Marigné-Laillé ou L'attraction des parcs

koss-ultane

                                                 Marigné-Laillé ou L’attraction des parcs

     “Rigolo Brico ! Rigolo Brico ! Le service qu’il vous faut ! Le dépôt qu’il est beau !”. L’œil pailleté d’or à l’étroit iris n’apparu qu’au tiers derrière la paupière s’abaissant. La petite musique résonna encore quelques secondes puis les opaques membranes aveuglèrent à nouveau l’alangui.

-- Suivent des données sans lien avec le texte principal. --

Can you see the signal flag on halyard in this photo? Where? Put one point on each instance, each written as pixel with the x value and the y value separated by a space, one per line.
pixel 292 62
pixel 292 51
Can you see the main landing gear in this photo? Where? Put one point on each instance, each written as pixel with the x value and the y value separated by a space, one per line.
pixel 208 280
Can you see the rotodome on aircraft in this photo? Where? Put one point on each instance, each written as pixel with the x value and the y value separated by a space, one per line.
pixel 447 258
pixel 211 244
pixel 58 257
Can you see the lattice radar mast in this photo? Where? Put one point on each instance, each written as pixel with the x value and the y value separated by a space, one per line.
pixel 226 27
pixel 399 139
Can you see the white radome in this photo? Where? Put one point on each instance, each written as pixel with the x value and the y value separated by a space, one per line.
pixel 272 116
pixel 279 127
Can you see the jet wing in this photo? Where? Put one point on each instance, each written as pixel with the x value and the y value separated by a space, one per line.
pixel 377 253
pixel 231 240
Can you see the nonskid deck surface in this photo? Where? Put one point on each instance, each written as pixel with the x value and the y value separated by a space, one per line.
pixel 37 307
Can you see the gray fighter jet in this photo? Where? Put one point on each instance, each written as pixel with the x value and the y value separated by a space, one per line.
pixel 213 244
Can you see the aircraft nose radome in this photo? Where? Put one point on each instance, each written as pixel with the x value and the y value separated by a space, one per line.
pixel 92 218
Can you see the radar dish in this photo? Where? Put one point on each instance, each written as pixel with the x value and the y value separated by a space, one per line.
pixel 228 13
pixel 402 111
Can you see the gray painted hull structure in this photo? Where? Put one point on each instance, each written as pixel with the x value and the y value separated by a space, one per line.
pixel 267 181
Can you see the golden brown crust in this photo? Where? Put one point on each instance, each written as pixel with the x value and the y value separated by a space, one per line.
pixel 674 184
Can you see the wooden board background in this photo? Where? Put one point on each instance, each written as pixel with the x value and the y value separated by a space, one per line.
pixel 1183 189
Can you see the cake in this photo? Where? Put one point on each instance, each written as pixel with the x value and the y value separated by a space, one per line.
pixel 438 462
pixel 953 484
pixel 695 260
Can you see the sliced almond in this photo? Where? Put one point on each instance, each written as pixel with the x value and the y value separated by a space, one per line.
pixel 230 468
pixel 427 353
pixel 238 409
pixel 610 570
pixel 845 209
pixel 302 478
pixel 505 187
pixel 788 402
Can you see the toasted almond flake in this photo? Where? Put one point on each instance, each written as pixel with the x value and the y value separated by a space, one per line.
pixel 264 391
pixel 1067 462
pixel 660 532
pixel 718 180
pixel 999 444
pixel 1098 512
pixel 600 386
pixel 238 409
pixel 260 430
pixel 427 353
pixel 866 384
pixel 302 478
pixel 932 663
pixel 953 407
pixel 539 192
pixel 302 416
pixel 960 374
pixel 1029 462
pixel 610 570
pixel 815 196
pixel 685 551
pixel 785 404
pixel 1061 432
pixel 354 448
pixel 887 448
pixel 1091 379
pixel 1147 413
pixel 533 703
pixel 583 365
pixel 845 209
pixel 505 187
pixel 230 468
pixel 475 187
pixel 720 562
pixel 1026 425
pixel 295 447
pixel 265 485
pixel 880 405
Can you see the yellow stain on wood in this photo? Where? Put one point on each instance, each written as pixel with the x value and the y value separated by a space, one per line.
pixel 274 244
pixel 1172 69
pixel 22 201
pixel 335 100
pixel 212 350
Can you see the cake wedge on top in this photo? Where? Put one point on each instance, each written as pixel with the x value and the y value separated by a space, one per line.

     Epuisé et avide de pêche, Jacques-Henri n’avait prévenu personne qu’il rentrait jeudi, jour d’ouverture de la chasse aux poissons de tout poil comme il aimait à en plaisanter avec les gardes-pêche qui le connaissaient depuis toujours. A peine retraité, il avait foncé au Québec installer sa fille. Il y avait fait un réagréage puis deux puis trois puis coulé une dalle dans la garage, posé une demie douzaine de douzaines d’étagères, fait de l’enduit, de l’apprêt, de la peinture, de l’électricité, de la couverture de toit, un appentis, plus un peu de menuiserie, de plomberie, quelques autres menues broutilles et un peu de bricolage en sus. Six mois de sa vie à visiter un peu et dormir beaucoup pour récupérer de ses journées de seize heures. Comme il avait bien fait de choisir la Poste au moment des embauches après son concours ! Il avait pu connaître les heures glandées à ronchonner que “l’on travaillait trop et dans de mauvaises conditions” affalé à côté de la boîte à gâteaux et de la cafetière. Parce que des journées de seize heures merci ! C’était bon pour des Chinois mais pas pour des Européens dignes de ce nom, des vrais, des blancs.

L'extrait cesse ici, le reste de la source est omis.